In the final analysis, the ideological – political – organizational role of the Communist party should be reaffirmed in the new conditions of revolutionary construction of the new society; in the configuration of the new social relations in all expressions of society; in all sectors of activity; so that the preconditions of the abolition of social inequalities are created, even inside the working class itself. Slowly but steadily the mechanisms of obligation of the class itself should be replaced with self-governing mechanisms.

The history of the Communist Movement in the 20th and 21st centuries highlights that we need to occupy ourselves deeper with the laws of cause that concern the Communist Party, its guiding role in the foundation, expansion, and complete domination of the new (communist) social relations; in the formation of the new type of worker as producer and administrator of the social product; as organizer and defender of social production and social property. This issue is related to laws of cause that concern the continuous renovation of the revolutionary vanguard, its expression in the guiding organs, its capability to recognize, evaluate and not tolerate opportunistic positions etc.

Despite the leaps during the first period of socialist construction, first and foremost in the Soviet Union and elsewhere, e.g. in China, the CP’s in power neither in theoretical nor in practical political level were up to the challenge of forming the new communist society, in giving the internal ideological-political and social battles in favor of communist construction.

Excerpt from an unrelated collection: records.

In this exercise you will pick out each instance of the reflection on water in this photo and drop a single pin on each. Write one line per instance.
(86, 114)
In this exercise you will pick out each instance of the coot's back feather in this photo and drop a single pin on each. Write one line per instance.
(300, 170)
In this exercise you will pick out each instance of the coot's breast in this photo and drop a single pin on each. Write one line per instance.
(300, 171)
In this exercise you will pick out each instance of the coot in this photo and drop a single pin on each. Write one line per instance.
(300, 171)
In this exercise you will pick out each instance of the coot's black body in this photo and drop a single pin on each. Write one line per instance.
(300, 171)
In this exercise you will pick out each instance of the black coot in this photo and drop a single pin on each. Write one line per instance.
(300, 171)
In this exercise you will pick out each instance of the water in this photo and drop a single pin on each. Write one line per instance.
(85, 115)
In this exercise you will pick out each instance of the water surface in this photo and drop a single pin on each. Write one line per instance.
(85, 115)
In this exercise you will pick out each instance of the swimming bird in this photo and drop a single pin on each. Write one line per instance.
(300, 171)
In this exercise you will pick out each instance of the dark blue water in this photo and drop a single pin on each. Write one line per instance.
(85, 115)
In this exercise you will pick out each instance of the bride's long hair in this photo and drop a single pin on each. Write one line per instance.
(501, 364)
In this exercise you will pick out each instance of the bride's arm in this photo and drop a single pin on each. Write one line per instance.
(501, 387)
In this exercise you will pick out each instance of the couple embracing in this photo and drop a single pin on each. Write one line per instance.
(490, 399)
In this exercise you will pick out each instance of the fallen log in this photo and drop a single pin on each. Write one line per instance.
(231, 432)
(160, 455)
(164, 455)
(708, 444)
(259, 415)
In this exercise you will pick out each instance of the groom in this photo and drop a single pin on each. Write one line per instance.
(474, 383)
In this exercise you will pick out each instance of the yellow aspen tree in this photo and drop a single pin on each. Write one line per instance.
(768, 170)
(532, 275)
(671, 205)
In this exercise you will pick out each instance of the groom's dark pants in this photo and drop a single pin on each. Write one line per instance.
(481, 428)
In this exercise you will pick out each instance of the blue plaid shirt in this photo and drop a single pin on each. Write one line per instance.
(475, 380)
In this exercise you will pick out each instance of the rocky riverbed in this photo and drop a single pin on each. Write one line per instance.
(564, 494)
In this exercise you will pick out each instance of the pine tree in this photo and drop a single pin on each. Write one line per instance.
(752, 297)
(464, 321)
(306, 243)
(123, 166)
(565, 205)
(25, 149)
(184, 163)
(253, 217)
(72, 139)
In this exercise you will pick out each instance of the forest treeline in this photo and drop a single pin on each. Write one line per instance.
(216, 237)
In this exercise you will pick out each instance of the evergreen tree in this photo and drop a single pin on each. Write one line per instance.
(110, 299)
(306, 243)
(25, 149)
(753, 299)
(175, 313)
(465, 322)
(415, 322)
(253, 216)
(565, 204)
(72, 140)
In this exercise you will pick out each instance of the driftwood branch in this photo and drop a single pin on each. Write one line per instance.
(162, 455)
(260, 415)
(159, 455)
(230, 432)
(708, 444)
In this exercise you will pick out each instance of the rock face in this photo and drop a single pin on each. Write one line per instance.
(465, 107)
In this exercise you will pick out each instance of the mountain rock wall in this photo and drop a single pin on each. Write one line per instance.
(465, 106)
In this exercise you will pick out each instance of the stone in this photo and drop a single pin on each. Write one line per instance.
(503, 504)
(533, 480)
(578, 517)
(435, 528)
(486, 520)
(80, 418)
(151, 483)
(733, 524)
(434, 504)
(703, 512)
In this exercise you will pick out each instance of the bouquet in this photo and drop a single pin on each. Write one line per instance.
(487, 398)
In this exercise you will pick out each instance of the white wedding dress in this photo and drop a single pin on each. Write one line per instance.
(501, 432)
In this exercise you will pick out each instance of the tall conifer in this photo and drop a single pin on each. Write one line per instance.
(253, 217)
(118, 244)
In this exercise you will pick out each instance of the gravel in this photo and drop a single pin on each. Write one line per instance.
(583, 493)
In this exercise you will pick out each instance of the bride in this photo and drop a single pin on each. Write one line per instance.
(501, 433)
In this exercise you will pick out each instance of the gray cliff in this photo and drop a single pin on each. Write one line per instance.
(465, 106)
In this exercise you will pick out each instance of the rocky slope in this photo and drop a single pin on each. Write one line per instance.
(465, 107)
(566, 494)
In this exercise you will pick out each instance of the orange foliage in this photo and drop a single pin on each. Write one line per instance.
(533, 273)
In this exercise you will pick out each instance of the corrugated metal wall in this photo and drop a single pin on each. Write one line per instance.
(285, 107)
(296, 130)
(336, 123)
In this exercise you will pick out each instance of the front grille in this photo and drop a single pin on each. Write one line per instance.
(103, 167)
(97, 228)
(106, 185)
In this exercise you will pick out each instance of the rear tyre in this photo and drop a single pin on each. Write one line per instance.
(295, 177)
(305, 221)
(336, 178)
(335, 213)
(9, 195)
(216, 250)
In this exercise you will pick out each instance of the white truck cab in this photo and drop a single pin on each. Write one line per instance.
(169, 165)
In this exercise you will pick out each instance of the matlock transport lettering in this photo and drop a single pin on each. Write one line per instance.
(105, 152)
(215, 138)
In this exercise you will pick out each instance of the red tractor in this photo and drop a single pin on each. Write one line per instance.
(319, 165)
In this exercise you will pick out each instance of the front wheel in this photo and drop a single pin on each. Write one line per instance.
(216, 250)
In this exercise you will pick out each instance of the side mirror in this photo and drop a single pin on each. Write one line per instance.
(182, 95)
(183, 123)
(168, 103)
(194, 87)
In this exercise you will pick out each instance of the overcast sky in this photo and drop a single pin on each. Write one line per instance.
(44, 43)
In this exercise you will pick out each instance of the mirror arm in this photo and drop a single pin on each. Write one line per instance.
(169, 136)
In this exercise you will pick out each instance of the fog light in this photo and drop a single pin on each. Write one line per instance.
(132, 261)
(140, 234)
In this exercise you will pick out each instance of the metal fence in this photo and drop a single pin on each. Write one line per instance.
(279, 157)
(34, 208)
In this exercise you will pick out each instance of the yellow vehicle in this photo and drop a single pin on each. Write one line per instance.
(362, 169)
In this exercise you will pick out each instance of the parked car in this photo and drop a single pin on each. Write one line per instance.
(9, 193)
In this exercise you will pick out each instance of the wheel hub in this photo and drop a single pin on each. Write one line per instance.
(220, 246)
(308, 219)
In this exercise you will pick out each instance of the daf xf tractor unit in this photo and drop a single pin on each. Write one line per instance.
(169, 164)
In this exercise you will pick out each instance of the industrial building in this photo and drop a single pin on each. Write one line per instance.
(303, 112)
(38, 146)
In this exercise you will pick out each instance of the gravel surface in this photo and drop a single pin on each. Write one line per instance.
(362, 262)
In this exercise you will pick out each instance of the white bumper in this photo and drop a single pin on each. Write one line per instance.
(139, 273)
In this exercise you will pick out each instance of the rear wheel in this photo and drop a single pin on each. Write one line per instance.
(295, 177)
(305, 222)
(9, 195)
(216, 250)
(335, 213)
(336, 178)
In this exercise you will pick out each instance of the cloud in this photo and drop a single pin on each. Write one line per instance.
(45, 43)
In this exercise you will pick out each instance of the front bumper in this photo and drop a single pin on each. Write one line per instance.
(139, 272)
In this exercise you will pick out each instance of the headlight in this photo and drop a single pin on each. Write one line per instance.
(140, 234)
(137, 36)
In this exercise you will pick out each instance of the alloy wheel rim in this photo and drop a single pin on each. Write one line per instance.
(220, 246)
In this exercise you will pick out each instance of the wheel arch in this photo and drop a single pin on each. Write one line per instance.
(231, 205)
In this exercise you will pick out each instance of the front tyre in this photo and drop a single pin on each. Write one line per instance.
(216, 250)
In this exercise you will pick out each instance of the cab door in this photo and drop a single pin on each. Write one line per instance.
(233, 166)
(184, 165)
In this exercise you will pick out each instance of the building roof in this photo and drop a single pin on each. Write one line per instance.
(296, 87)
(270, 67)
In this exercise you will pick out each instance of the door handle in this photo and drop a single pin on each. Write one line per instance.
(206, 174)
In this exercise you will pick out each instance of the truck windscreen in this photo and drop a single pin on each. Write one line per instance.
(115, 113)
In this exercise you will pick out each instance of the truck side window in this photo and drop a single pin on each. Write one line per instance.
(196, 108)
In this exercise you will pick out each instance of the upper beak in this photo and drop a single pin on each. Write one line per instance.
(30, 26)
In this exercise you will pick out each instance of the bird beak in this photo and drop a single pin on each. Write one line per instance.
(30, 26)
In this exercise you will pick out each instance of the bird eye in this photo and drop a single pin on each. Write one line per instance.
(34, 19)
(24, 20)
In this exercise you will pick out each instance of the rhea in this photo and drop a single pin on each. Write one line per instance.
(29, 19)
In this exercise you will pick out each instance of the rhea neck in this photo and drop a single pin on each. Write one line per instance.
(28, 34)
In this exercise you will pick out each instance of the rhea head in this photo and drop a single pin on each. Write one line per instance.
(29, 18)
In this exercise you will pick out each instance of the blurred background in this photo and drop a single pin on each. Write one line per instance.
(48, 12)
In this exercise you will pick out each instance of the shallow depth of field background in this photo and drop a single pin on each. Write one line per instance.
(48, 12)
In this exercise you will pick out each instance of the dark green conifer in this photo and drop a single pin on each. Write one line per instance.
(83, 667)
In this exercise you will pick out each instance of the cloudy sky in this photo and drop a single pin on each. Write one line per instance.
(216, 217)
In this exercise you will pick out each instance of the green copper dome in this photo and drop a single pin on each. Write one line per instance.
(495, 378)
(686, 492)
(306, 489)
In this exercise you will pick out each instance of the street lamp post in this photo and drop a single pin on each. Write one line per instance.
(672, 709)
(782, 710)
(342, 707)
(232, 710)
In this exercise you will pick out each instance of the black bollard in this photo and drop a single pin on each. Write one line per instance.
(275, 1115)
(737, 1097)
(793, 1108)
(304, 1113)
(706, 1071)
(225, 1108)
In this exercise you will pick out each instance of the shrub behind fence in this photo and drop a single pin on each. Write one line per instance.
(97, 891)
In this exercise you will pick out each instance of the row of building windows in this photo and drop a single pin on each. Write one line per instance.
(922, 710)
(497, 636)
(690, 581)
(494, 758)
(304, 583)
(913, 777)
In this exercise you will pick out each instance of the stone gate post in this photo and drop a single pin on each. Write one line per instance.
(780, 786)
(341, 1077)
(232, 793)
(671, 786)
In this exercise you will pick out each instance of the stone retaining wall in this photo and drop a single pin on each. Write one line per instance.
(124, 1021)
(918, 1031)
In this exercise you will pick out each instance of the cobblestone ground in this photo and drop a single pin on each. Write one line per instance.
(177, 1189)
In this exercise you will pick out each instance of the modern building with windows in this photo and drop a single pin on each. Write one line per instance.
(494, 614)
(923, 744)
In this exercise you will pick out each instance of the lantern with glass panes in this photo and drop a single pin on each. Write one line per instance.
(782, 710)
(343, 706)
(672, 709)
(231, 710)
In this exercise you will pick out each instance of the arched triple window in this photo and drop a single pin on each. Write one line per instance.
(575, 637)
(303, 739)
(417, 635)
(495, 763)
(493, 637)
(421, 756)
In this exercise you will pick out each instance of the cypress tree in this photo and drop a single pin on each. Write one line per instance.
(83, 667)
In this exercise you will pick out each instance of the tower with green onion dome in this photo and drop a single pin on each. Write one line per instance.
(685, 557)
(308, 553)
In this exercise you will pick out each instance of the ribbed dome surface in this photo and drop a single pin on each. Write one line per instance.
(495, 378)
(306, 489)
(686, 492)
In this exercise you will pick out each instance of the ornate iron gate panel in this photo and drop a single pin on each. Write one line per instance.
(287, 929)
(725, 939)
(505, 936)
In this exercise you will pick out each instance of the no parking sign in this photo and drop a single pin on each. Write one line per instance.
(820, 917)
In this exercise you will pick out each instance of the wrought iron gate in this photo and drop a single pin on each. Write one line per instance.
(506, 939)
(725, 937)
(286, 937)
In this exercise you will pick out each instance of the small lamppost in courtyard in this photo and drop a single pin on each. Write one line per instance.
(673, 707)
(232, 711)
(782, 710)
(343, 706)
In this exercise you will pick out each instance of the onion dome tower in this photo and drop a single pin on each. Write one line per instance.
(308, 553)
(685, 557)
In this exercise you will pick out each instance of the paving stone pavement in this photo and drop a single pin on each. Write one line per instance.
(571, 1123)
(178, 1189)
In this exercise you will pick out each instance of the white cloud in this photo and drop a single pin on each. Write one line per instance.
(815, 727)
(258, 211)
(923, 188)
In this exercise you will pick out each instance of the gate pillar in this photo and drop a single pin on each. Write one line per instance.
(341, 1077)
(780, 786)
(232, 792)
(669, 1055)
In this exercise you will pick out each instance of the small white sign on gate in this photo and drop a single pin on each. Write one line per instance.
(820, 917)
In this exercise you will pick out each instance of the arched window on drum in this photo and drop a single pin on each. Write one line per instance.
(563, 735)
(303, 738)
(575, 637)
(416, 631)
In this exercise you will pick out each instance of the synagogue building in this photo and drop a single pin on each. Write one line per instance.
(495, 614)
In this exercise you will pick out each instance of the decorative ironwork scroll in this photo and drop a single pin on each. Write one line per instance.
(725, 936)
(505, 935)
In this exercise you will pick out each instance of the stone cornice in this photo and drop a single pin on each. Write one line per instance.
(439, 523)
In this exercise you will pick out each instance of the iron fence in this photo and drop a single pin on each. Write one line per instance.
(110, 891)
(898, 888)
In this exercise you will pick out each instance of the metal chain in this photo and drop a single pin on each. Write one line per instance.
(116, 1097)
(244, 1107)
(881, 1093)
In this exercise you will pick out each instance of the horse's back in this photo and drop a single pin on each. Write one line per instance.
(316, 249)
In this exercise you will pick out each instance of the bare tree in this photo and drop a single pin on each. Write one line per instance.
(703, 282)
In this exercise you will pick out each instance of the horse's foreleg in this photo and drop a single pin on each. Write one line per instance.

In a course, the alignment of the opportunism of the CP’s in the powerful countries with the opportunism of the CP’s in power disarmed the workers’ movement internationally, it transformed  the movement into a spectator of the climaxing counter-revolution in the countries of socialist construction.

To sum up:

During the beginning of the 20th century, certain pre-capitalist remnants had as a result the delay in the configuration of a pure bourgeois power in countries such as Czar’s Russia, China and others. This delay was expressed also by the existence of majority farmer populations in these countries, that even-though their uprising impetus could be pulled in with the proletarian revolution, later on this fact constituted an important burden in the construction of the new society, in overcoming the capitalist relations there, where they had not been yet configured.

On the other hand, in the countries of the then developed capitalism, the colonial exploitation and generally the exploitation of the productive forces and of the natural resources of other countries as a commodity, gave the possibility of a mass buy-out of the workers’ movement, of incorporating the political workers’ movement in the margins of bourgeois legality, in choosing forms of bourgeois power such as a bourgeois parliamentarian system. This cultivated Utopian or even consciously opportunistic conceptions of “pro-peace” bourgeois political forces, of “consistent” anti-fascist bourgeois forces, by-passing the fact that capitalism itself is the womb of fascism, of every type of deviation from the bourgeois parliamentarian system and of every kind of imperialist war.

This conclusion is a fundamental one for the ideological-political-organizational regroupment of the international communist movement. It concerns all the CP’s in every continent. It concerns CP’s in countries where already imperialist war is raging, such as in the Middle-East, or CP’s around the Mediterranean, in the Balkans, where the imperialist contradictions and competitions, as well as the clouds of war, are foreboding.

We express our hope that this initiative of the CP of Turkey (TKP) for the holding of this Meeting will contribute in the development of the revolutionary strategic unity of the communist movement in our region, in Eurasia, internationally.